El siglo XXI ha hecho posible que apreciemos el valor de la democracia por encima de las ideologías. La caída del muro de Berlín y las primaveras árabes -a pesar de sus fracasos- así lo prueban. Cierto modelo que mide la democracia nos clasifica como régimen híbrido, apenas encima del autoritario. Otro de los modelos contemporáneos, más complejo, nos dice que somos apenas democráticos. Parece que el régimen boliviano que todavía padecemos camina orondo por el autoritarismo, más cercano a los fundamentalismos que a la duda, a la pregunta, a la participación ciudadana. Creo, sin embargo, que nuestra convivencia todavía no es medida. Creo que lo que nos salva del vampiro estatal de hoy es cierta tradición convertida en identidad: cuna de libertad, tumba de tiranos. Puesto de otra manera: la democracia boliviana radica hoy en la ciudadanía, no en el Estado.
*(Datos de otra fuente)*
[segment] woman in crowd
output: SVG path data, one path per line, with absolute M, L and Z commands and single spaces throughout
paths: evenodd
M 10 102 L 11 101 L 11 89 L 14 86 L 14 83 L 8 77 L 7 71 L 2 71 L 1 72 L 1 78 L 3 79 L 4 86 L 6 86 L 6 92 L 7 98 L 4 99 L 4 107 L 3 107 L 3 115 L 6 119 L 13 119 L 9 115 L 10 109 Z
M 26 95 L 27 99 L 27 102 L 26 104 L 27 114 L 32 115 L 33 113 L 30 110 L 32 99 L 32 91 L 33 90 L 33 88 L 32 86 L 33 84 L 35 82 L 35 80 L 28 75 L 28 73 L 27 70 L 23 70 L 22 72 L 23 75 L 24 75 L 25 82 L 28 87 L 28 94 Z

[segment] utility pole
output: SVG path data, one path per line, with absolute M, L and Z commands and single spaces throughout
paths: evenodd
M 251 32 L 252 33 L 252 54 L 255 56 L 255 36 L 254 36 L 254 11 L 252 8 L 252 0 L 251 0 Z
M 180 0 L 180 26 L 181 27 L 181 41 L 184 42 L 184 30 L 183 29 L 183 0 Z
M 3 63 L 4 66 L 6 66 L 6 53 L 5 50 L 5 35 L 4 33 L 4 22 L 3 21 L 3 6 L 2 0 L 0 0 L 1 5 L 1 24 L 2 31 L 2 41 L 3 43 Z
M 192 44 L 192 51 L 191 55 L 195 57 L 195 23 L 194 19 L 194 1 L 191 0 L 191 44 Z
Hay muchas virtudes en la protesta ciudadana. Pero debe reconocerse que la rebeldía se disuelve si no encuentra un cauce para intervenir en las decisiones. Corremos el peligro de que la raíz ciudadana de nuestra democracia se degrade al narcisismo creyendo que estamos inventando el agua tibia. Que caiga en el delirio de creer que todo lo que surge de una asamblea popular o un cabildo es capaz de convertir la indignación en reinvención del país. Esa falta de modestia y, en el otro extremo, esa falta de lucidez son una coartada para que los poderes de la fuerza y la moneda y los tráficos -la suciedad de todos los tráficos- asalten la democracia. Ellos son el enemigo, la política no. Por eso nuestra larga tradición libertaria ha creado una opción política combinándola con nuestra potencia ética. Hemos vuelto a confiar en nosotros mismos, en nuestra comunidad de valores, de certezas, de horizontes. En nuestra comunidad ciudadana.
La generación que luchó contra las dictaduras militares tuvo la fuerza suficiente para construir la democracia del agua tibia. Esa que cruzaba “ríos de sangre”. Esa que nos condujo, irremediablemente, a la agenda de los fundamentalismos porque la tumba de tiranos no fue capaz de concebir la cuna de libertades y por eso los tiranos han renacido. Hoy hemos aprendido la lección. Por esto, las últimas palabras de Marcelo Quiroga Santa Cruz iluminan el camino: “Mucho más temible que ese enemigo que está buscando la manera de anularnos aún físicamente es una conciencia culpable. Y no podríamos soportarnos a nosotros mismos si no cumpliéramos nuestro deber”. El deber, ahora, de construir un partido de ciudadanos, un gobierno de ciudadanos y un país de ciudadanos.